The show() method takes three optional parameters:

- n can be set to any positive integer and will display that number of rows.

- truncate, if set to true, will truncate the columns to display only 20 characters. Set to False, it will display the whole length, or any positive integer to truncate to a specific number of characters.

- vertical takes a Boolean value and, when set to True, will display each record as a small table.

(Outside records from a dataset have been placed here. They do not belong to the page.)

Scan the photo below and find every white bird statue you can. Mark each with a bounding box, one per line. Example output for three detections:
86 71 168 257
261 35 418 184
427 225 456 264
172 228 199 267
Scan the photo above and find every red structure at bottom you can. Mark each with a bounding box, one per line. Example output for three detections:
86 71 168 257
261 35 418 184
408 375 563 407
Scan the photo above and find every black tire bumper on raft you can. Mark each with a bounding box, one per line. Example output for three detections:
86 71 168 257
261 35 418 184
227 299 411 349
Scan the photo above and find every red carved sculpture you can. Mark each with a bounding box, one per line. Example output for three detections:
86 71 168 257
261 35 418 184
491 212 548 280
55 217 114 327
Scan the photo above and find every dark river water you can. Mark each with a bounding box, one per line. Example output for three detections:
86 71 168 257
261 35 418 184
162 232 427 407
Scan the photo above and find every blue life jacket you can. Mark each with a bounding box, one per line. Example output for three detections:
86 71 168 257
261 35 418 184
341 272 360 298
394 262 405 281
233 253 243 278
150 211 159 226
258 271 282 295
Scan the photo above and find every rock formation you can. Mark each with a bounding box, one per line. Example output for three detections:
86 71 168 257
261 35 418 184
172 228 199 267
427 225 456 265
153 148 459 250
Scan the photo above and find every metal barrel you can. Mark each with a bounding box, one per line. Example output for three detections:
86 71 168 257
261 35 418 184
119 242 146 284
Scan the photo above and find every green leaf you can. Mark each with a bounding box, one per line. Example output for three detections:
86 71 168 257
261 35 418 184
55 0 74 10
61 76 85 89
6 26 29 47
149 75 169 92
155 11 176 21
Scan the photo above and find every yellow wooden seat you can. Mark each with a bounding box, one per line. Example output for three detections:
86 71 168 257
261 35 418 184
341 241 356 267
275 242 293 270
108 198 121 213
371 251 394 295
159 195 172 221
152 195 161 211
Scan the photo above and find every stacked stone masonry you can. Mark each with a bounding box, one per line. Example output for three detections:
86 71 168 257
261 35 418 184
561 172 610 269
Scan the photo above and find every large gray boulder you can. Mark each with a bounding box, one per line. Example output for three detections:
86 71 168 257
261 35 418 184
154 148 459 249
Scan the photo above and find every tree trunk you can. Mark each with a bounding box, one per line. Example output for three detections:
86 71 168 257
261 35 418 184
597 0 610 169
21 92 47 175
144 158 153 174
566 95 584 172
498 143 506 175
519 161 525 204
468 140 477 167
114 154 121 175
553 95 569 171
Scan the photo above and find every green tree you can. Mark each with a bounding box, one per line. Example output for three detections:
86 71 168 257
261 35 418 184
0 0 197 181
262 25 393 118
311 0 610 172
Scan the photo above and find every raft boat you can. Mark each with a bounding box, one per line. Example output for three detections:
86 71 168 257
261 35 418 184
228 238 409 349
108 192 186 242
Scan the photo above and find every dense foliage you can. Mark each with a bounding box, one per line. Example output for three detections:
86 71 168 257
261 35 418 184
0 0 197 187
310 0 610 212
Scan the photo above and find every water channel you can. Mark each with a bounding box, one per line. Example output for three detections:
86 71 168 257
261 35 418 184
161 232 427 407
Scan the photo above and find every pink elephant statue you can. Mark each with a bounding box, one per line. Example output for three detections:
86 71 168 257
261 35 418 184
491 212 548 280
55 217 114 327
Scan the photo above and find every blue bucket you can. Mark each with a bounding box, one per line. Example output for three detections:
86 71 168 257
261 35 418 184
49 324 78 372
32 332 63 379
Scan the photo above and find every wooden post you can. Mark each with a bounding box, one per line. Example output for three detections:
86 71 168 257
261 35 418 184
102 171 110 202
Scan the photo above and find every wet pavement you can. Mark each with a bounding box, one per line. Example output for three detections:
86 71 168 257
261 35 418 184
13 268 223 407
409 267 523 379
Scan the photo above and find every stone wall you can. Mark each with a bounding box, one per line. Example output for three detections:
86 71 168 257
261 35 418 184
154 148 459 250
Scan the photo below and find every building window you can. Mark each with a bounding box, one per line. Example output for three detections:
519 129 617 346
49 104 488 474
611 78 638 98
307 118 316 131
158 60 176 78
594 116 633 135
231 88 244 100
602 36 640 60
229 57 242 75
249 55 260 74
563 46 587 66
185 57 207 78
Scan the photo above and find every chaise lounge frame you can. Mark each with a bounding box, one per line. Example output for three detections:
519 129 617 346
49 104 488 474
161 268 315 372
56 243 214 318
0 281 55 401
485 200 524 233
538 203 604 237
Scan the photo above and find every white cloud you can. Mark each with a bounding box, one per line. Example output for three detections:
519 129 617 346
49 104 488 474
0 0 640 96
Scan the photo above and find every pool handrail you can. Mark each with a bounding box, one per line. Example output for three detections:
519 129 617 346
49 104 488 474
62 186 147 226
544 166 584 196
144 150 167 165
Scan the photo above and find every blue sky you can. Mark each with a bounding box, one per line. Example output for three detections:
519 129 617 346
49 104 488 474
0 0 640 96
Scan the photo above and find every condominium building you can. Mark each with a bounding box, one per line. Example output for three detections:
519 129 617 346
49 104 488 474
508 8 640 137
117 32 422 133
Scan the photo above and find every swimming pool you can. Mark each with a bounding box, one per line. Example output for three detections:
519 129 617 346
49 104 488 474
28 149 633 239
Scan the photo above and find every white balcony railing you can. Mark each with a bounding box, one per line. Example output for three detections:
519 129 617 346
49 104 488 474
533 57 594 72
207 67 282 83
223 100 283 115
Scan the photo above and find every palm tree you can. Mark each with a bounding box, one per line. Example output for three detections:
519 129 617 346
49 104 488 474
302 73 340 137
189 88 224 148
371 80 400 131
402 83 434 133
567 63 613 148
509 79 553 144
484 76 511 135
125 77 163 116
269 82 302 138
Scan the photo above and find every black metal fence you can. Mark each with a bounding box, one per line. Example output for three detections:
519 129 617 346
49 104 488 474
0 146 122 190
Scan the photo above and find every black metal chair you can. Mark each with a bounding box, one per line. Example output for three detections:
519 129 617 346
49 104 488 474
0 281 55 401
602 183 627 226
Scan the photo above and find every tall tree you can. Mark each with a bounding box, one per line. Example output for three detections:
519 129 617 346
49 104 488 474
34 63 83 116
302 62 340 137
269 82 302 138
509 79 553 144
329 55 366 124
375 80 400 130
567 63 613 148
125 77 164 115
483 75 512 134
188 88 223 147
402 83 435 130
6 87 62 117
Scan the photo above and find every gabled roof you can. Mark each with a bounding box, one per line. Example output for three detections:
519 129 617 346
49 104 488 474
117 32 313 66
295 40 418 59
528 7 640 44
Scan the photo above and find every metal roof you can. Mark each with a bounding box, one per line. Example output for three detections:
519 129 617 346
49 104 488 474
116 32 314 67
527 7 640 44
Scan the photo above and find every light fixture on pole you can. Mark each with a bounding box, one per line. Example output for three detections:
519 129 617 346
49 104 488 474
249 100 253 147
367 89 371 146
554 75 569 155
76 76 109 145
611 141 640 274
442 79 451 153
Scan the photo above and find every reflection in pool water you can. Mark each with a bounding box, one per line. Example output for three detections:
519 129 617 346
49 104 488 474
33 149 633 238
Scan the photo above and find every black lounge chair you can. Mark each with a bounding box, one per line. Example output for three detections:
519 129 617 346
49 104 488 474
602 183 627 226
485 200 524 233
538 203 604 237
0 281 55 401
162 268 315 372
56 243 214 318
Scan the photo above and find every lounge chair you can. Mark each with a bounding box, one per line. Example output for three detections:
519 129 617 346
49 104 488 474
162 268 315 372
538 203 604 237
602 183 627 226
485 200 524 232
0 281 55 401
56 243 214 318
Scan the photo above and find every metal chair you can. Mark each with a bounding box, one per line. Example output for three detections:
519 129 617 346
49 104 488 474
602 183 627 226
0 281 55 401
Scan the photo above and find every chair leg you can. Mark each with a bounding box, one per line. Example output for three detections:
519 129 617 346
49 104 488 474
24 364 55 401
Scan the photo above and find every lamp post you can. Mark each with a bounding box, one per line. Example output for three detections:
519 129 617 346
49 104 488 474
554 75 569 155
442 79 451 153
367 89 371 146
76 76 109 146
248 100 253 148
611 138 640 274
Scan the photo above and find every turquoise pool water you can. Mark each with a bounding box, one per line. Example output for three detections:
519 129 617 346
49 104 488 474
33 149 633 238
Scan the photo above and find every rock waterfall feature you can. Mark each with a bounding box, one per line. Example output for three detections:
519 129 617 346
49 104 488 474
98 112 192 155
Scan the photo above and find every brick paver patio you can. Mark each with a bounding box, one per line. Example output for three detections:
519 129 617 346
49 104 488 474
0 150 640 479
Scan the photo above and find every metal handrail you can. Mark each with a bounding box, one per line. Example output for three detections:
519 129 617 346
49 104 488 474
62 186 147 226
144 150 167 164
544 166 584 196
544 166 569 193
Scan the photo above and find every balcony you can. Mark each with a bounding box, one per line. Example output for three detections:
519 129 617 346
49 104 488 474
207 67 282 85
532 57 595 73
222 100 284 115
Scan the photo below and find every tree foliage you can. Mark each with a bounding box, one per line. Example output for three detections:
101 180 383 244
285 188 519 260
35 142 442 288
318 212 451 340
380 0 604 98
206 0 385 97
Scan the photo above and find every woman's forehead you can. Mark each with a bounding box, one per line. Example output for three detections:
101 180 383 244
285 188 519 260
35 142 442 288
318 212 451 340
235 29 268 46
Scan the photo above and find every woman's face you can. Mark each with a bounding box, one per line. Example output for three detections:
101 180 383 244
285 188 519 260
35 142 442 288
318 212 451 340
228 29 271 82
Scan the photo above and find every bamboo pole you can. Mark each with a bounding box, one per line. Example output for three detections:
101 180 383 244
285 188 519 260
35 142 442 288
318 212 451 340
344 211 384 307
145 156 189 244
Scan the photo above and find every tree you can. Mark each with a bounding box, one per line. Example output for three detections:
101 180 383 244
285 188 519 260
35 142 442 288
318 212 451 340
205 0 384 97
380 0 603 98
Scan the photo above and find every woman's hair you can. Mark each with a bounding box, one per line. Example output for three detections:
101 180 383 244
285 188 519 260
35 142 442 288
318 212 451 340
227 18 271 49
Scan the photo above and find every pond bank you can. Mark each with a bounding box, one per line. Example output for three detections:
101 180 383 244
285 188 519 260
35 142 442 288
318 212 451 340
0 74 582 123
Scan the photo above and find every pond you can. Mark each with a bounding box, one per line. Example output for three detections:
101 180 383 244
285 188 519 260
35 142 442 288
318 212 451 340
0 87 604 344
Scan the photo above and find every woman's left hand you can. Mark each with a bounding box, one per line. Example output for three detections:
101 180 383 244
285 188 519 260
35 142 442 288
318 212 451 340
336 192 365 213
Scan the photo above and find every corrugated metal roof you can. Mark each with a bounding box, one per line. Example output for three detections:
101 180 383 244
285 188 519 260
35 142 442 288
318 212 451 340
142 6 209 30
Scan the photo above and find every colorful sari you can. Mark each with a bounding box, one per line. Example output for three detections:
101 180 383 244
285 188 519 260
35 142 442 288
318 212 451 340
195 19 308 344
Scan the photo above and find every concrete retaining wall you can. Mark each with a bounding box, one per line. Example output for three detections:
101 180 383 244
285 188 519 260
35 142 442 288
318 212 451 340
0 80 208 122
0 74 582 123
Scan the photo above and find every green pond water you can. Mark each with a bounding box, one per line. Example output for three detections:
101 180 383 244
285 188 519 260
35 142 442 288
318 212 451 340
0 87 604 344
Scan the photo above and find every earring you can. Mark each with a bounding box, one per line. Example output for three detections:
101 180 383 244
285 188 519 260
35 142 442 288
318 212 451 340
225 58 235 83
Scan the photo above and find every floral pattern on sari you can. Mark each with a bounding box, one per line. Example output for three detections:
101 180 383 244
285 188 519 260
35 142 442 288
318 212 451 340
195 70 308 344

If you need to check records in detail, this is a very useful option.

In [11]:
book.show(5)


+--------------------+
|               value|
+--------------------+
|The Project Guten...|
|                    |
|This eBook is for...|
|almost no restric...|
|re-use it under t...|
+--------------------+
only showing top 5 rows



In [8]:
book.show(10, truncate=50)


+--------------------------------------------------+
|                                             value|
+--------------------------------------------------+
|The Project Gutenberg EBook of Pride and Prejud...|
|                                                  |
|This eBook is for the use of anyone anywhere at...|
|almost no restrictions whatsoever.  You may cop...|
|re-use it under the terms of the Project Gutenb...|
|    with this eBook or online at www.gutenberg.org|
|                                                  |
|                                                  |
|                        Title: Pride and Prejudice|
|                                                  |
+--------------------------------------------------+
only showing top 10 rows



## Token—Tokenize each word.
### Simple column transformations: Moving from a sentence to a list of words
When ingesting our selected text into a data frame, PySpark created one record for each line of text and provided a value column of type String. To tokenize each word, we need to split each string into a list of distinct words. This section covers simple transformations using select(). We will split our lines of text into words so we can count them.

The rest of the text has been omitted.